January 20, 2010

A Moment in Time


        While working on a new historical title, I realized that my most difficult challenge of all times existed in this project. I realized I needed to step into the head and heart of a Navajo male in the 1930s New Mexico, and I didn’t know a thing about the culture or the era.



          What was I thinking when I agreed to write this novel? How could I ever conduct enough research to make my story credible and compelling? For that matter, how could I create a story that was unpredictable and realistic? Those vital ingredients rested in my character and his role in my story. What my character would take for granted, I would find interesting, fascinating, even frightening. The project needed to be written in such a way that a Navajo Indian could pick up the book and believe the author had spent a considerable time with these Native Americans.
            I sighed. Aren’t all of our historical novels supposed to appeal to the reader in the same way?
            Ever been in my shoes - or moccasins - for lack of a better word? Research is time and money invested in a worthwhile project, and a professional writer needs to work smart. Wise use of my resources was in order. If I’ve learned anything over the past twelve years of publishing, it’s that going to the source of information is the best. I Googled the Bureau of Indian Affairs and searched for “Navajo.” Ah, a phone number in New Mexico Another concern was to phrase what I needed in the research in such a way that cultural sensitivity was not an issue. I despise the phrase “politically correct,” but we are a nation of proud people, and I wanted the Navajo who offered the research to know how much I valued and respected them. After a few calls, I was directed to the Navajo Library and Museum. After another call, I was directed to the museum’s curator. Bingo. She loved talking about the Navajo’s, and her enthusiasm sparked mine. She offered great assistance, and now I’m feeling good about the project.

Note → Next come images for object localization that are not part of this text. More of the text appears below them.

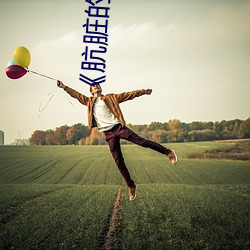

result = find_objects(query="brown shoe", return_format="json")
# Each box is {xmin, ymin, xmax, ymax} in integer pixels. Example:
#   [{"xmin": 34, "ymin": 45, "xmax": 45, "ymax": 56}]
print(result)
[
  {"xmin": 168, "ymin": 150, "xmax": 178, "ymax": 165},
  {"xmin": 129, "ymin": 186, "xmax": 137, "ymax": 201}
]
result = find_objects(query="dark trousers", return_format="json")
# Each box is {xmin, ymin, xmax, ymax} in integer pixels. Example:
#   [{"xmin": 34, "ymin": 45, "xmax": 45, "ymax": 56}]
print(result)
[{"xmin": 104, "ymin": 124, "xmax": 171, "ymax": 187}]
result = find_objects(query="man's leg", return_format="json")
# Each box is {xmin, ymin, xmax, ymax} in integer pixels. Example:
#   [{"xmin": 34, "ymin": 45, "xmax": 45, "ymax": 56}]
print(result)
[
  {"xmin": 119, "ymin": 126, "xmax": 171, "ymax": 154},
  {"xmin": 118, "ymin": 125, "xmax": 177, "ymax": 165},
  {"xmin": 104, "ymin": 131, "xmax": 135, "ymax": 188}
]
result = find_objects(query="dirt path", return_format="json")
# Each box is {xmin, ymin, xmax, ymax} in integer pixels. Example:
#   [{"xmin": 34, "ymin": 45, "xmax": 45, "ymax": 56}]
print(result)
[{"xmin": 103, "ymin": 186, "xmax": 123, "ymax": 250}]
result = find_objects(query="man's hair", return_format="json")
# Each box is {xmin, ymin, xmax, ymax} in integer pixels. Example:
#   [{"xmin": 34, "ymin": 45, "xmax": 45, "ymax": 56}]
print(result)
[{"xmin": 90, "ymin": 82, "xmax": 97, "ymax": 95}]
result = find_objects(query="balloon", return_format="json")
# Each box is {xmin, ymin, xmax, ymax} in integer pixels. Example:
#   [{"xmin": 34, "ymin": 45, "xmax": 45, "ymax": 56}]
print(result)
[
  {"xmin": 13, "ymin": 46, "xmax": 31, "ymax": 68},
  {"xmin": 7, "ymin": 58, "xmax": 17, "ymax": 67},
  {"xmin": 6, "ymin": 65, "xmax": 27, "ymax": 79}
]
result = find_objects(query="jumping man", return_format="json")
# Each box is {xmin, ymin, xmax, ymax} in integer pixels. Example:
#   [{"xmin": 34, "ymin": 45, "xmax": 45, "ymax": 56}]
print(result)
[{"xmin": 57, "ymin": 81, "xmax": 177, "ymax": 201}]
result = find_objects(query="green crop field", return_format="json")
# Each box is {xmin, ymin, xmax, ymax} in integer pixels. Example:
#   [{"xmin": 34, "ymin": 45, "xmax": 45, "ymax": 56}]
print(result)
[{"xmin": 0, "ymin": 141, "xmax": 249, "ymax": 249}]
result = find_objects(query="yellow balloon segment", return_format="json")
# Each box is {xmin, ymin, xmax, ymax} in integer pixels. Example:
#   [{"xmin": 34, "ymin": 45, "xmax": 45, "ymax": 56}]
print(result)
[{"xmin": 13, "ymin": 46, "xmax": 31, "ymax": 68}]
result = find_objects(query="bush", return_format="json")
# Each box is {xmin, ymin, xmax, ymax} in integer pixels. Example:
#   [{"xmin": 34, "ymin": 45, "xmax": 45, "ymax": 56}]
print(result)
[{"xmin": 187, "ymin": 140, "xmax": 250, "ymax": 161}]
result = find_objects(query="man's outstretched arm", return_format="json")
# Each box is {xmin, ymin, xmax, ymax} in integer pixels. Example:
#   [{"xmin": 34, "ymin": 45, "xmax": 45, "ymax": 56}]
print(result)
[
  {"xmin": 57, "ymin": 80, "xmax": 89, "ymax": 106},
  {"xmin": 116, "ymin": 89, "xmax": 153, "ymax": 103}
]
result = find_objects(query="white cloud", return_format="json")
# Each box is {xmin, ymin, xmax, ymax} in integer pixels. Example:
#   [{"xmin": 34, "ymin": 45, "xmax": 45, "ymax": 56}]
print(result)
[
  {"xmin": 34, "ymin": 31, "xmax": 79, "ymax": 49},
  {"xmin": 108, "ymin": 23, "xmax": 155, "ymax": 48},
  {"xmin": 29, "ymin": 31, "xmax": 83, "ymax": 83}
]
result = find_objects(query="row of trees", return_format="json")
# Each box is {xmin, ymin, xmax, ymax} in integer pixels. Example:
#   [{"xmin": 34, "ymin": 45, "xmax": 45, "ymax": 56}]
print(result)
[{"xmin": 29, "ymin": 118, "xmax": 250, "ymax": 145}]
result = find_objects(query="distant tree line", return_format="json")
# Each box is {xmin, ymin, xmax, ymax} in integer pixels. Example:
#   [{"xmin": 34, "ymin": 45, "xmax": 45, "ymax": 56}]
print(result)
[{"xmin": 29, "ymin": 118, "xmax": 250, "ymax": 145}]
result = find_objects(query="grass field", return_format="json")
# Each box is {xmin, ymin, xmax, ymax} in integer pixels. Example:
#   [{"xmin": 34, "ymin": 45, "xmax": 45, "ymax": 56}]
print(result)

             That’s what good research is all about: digging for facts and being persistent. Knowing what you need to make your story credible doesn’t have to be daunting. And don’t settle for mediocre information. Your readers deserve a story that takes them away from their world and into the one you’ve written - just for them.
Releases March 2010

 Click the book cover to pre-order you copy! 

8 comments:

brendalottakamaggiebrendan said...

DiAnn, without a doubt, I know you did your homework for this book. Looking forward to reading it. {{Hugs}}

Carla Gade said...

DiAnn, I was so pleased to read this post. I'm actually researching the Navojo, as well. My novel is set in 1875. I appreciate what you said about wanting it to be authentic and respectful.

Dr. Bill (William L.) Smith said...

Quite a challenge, good for you!

Bill ;-)

Hope you'll check out my book giveaway:
http://drbillsbookbazaar.blogspot.com/2010/01/book-giveaway-plum-pudding-murder.html

Vickie McDonough said...

Yep, DiAnn, I know what you mean. I'm getting ready to write a trilogy set in South Carolina in the late 1700s. Not my normal location or time period. But thanks to a visit to Charleston and lots of research books, I hope to take my readers on a journey that will suck them in and leave them feeling like they visited the area. Can't wait to read your new book!!

Tina Dee Books said...

I can't wait to interview you or Sage on my blog http://TheHomesteadHeart.com

I'm really looking forward to reading this book.

Debbie Gail Smith said...

Can't wait.

Brenda said...

Sounds like a great book!

Stephen Bly said...

DiAnn: Research can be great fun. But, as you pointed out so well, it can be a great stretch of abilities. Love your cover!